My mouth felt all gritty, like I'd just downed a sand-filled smoothie. The backs of my teeth felt like stucco to my now-tender tongue.

Grabbing a nearby bottle of water, I rinsed and spit, just like any good boy at the dentist. But it didn't help. Lip, tongue and teeth still carried the telltale signs of a Super Glue catastrophe.

A big swig of pop didn't help, even though they say Coke will eat the rust off neglected bolts and caked corrosion off gunked-up battery terminals.

What else have I got, I wondered, panic mode setting in. Milk. Creamer. Pom juice. Pickle brine. Yeah, pickle brine.

It's like my favorite comic strip philosopher Dilbert often said, "There's nothing more dangerous than a resourceful idiot."

But as I held that jar to my lips, my own sensibilities called my bluff.
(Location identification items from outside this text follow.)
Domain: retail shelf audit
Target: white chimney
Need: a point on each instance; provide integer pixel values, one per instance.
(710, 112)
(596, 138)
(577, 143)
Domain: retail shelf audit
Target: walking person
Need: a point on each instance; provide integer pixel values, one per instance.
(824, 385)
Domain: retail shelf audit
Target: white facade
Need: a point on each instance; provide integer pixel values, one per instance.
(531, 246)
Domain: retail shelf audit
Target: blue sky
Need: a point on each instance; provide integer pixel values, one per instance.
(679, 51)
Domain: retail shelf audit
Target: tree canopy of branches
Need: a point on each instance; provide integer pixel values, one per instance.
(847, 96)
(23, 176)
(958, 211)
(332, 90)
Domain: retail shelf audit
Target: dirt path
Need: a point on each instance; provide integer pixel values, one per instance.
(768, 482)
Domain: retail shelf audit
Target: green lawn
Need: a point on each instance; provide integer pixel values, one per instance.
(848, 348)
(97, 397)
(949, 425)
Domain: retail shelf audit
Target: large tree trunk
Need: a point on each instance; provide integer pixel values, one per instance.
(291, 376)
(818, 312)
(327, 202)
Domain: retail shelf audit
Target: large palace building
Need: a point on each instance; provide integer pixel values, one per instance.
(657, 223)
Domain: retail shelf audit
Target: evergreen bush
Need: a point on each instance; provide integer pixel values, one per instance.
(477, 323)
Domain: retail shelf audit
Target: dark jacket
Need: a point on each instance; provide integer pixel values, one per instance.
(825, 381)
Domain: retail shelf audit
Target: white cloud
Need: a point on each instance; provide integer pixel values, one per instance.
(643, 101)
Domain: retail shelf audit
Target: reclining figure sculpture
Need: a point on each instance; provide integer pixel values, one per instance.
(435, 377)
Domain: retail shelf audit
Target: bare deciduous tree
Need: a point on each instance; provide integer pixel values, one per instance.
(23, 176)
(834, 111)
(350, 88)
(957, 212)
Nope, not drinking that stuff, not even to restore feeling to my lips and tongue.

A quick check of the Internet didn't offer much other encouragement.

Seems if you accidentally (like you would do it on purpose?) glue your fingers (or other body parts, I assume) together, one suggested remedy is to slice them gently apart with an Xacto knife.

Now Xacto knives and I don't have a real good history.

Back when I was about 11 or 12, I was trimming a plastic model car piece at my buddy Bobby's house down the street when that sharp, thin blade found its way into my left leg, a little above the knee.

That wasn't the last of my Xacto adventures.

Those knives were once vital to newspaper paste-up operations before computers commandeered all page make-up. At my first real job, I was in charge of sports make-up while dating the young woman whose job it was to wield an Xacto and put together my pages.

It is important to note that almost everyone smoked at work back then, so our heroine had a cigarette tucked between two fingers as she wielded her knife. She's had also kicked off her sandals to work barefoot as we put the paper to bed late one night.

Let's just say a misguided finger (not a socially unacceptable one, but misguided nonetheless) was intended to point out where I wanted a certain story to go. Just as I pointed, she withdrew her hand from the page, searing the back of my wrist with the business end of a Marlboro.

With slapstick choreography The Three Stooges would have loved, I jumped backward, stepping on her shoeless toes. That, in turn, produced a flailing of her Xacto-armed hand that embedded the knife blade in my left arm.

Suffice it to say, that pretty much killed any further dating possibilities with Kathy the Impaler. And I'd be lying if I didn't wonder later in life if she weren't related to Lorena Bobbitt.

So, no, I wasn't about to put an Xacto blade anywhere near my lips or tongue, which had now given in to a strange numbness.

Yep, this had to be how poor old Flick felt when he stuck his tongue to that flagpole in "A Christmas Story," I'm guessing. Foolish and helpless, a nice one-two punch to the gut.

Apparently, as I learned via the Internet, nail polish (acetone) will cut Super Glue. Of course, I wasn't about to do a shot of nail polish either.

I just kept pursing my lips, scraping them over my teeth and licking them with my tongue like some crazed house cat.

The backs of my teeth seemed like sandpaper as I glided the tip of my tongue over them.

But eventually all that created enough friction so that coupled with the non-stop liquids I'd consumed, I got myself back to normal (at least normal as we know it).

Since then, bits of Super Glue have been coming off in tiny spheres of clear plastic, ending up on my tongue when least expected.

All this has taught me a valuable lesson though.

Mother always warned, "Don't put that in your mouth, you don't know where it's been."

Trust me, I know where it's been all right. It's how it got there that was my real problem.